What Iris Adds to Triton

Iris introduces a small set of multi-GPU abstractions directly inside the Triton programming model, letting a single kernel description span multiple devices.

Device grid

Extends Triton’s program grid with a device dimension. A program can be assigned to a specific GPU by its device index, just as it is assigned to an SM by its program ID.

Partitioned tensors

Tensors can be declared as partitioned across devices along one or more dimensions. Iris tracks which slice lives on which device.

Cross-device loads/stores

tl.load and tl.store are extended to transparently handle inter-device transfers when a program needs data that lives on a different GPU.

Collective primitives

AllReduce, AllGather, ReduceScatter, and point-to-point send/receive are exposed as first-class Triton operations, interleaved naturally with compute.

Partitioning Computation Across Devices

In standard Triton, the grid determines how many programs run and on which SM. Iris adds a device dimension to that grid.

Single-GPU baseline

@triton.jit
def matmul_k(a_ptr, b_ptr, c_ptr, m, n, k, ...):
    pid_m = tl.program_id(0)   # row tile
    pid_n = tl.program_id(1)   # col tile
    # ... compute one (bm × bn) tile of C

grid = (triton.cdiv(M, BM), triton.cdiv(N, BN))
matmul_k[grid](A, B, C, M, N, K, ...)

Multi-GPU with Iris

With Iris, the output matrix C is sharded across num_gpus along the row dimension. Each device owns M // num_gpus rows:
@iris.jit
def matmul_k(a_ptr, b_ptr, c_ptr, m, n, k, num_gpus, ...):
    device_id = iris.device_id()             # which GPU am I on?
    pid_m     = tl.program_id(0)
    pid_n     = tl.program_id(1)

    # Each device handles a horizontal shard of the output
    rows_per_device = m // num_gpus
    global_pid_m    = device_id * (rows_per_device // BM) + pid_m

    # Compute the tile as before, using global_pid_m for row addressing
    ...

# Iris launches the grid on all devices simultaneously
grid = (triton.cdiv(M // num_gpus, BM), triton.cdiv(N, BN))
iris_grid = iris.Grid(grid, devices=list(range(num_gpus)))
matmul_k[iris_grid](A_shards, B, C_shards, M, N, K, num_gpus, ...)
The key insight is that the partition strategy is expressed inside the kernel, not in a separate distributed wrapper, so the compiler can reason about communication needs holistically.

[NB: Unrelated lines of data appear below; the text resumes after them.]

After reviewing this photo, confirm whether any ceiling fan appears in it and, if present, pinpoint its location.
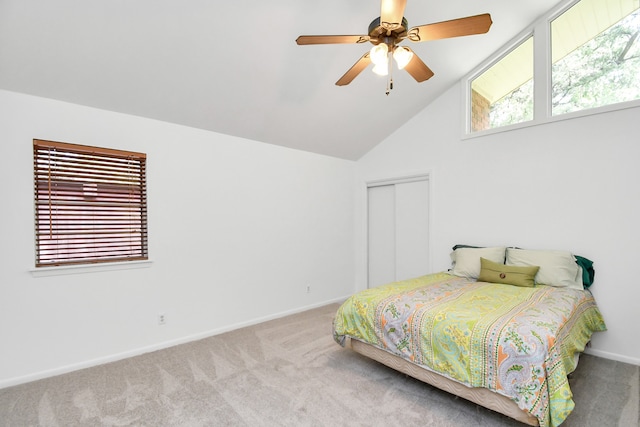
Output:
[296,0,492,91]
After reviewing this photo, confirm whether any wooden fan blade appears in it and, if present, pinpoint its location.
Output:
[336,52,371,86]
[407,13,493,42]
[380,0,407,30]
[404,48,433,83]
[296,36,369,45]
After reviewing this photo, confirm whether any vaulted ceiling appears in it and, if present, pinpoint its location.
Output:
[0,0,558,159]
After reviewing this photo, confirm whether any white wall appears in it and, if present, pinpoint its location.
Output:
[0,91,355,387]
[356,85,640,364]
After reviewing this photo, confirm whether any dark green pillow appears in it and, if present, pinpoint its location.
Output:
[478,258,540,288]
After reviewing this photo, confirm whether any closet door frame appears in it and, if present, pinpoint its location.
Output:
[363,172,433,288]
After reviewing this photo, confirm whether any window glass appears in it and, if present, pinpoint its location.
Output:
[471,36,533,132]
[551,0,640,115]
[33,140,147,267]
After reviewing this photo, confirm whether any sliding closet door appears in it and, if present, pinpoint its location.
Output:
[367,176,429,287]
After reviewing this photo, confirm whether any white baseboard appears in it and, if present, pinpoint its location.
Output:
[0,295,348,389]
[584,347,640,366]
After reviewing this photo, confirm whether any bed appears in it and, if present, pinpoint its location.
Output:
[333,246,606,427]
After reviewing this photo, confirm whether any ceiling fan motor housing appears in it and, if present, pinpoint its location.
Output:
[369,17,409,46]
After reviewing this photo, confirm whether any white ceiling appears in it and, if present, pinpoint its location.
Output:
[0,0,558,159]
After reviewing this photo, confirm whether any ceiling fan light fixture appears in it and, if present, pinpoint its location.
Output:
[393,46,413,70]
[369,43,389,66]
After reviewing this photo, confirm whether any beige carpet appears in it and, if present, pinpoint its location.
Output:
[0,305,640,427]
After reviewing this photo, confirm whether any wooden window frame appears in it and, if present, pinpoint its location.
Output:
[33,139,148,267]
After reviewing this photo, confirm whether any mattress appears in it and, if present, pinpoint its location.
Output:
[334,272,606,427]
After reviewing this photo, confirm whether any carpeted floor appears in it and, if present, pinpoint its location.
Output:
[0,305,640,427]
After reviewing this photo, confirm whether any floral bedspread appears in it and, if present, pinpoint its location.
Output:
[333,273,606,427]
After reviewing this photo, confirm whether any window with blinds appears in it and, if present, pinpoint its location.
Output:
[33,140,148,267]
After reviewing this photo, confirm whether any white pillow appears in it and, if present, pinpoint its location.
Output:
[451,246,506,279]
[506,248,584,289]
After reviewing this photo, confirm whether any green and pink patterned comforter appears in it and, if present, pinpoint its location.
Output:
[334,273,606,427]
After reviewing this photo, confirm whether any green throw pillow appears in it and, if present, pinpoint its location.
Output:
[478,258,540,288]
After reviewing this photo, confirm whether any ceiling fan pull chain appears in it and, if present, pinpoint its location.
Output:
[385,52,393,96]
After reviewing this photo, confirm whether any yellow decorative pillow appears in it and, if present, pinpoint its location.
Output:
[478,258,540,288]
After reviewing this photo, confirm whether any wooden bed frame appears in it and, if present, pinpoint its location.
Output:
[348,339,539,426]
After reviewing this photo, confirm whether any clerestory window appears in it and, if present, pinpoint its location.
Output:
[466,0,640,133]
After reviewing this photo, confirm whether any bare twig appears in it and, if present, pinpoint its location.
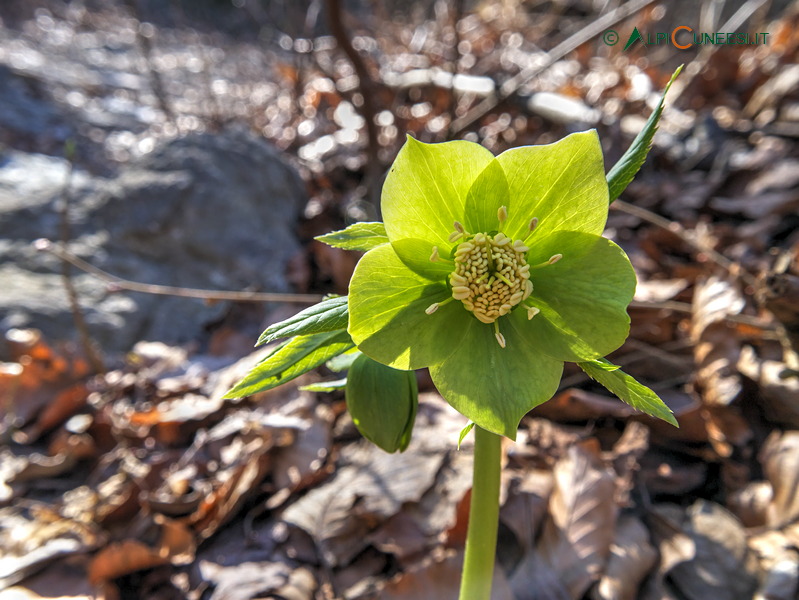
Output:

Communication Primitives (Collective Ops in Triton)

Iris exposes collective operations as iris.* intrinsics that can be called from within a kernel body. Because they live at the same level as tl.load and tl.dot, the compiler can overlap them with compute and avoid separate kernel launches.

AllReduce

@iris.jit
def allreduce_add_k(x_ptr, out_ptr, n, BLOCK_SIZE: tl.constexpr):
    pid     = tl.program_id(0)
    offsets = pid * BLOCK_SIZE + tl.arange(0, BLOCK_SIZE)
    mask    = offsets < n

    x = tl.load(x_ptr + offsets, mask=mask)

    # Sum x across all devices, result broadcast to every device
    x_reduced = iris.all_reduce(x, op='sum')

    tl.store(out_ptr + offsets, x_reduced, mask=mask)

ReduceScatter + AllGather (ring-style)

@iris.jit
def fused_reduce_scatter_k(x_ptr, out_ptr, n, num_gpus,
                            BLOCK_SIZE: tl.constexpr):
    pid       = tl.program_id(0)
    device_id = iris.device_id()
    offsets   = pid * BLOCK_SIZE + tl.arange(0, BLOCK_SIZE)
    mask      = offsets < (n // num_gpus)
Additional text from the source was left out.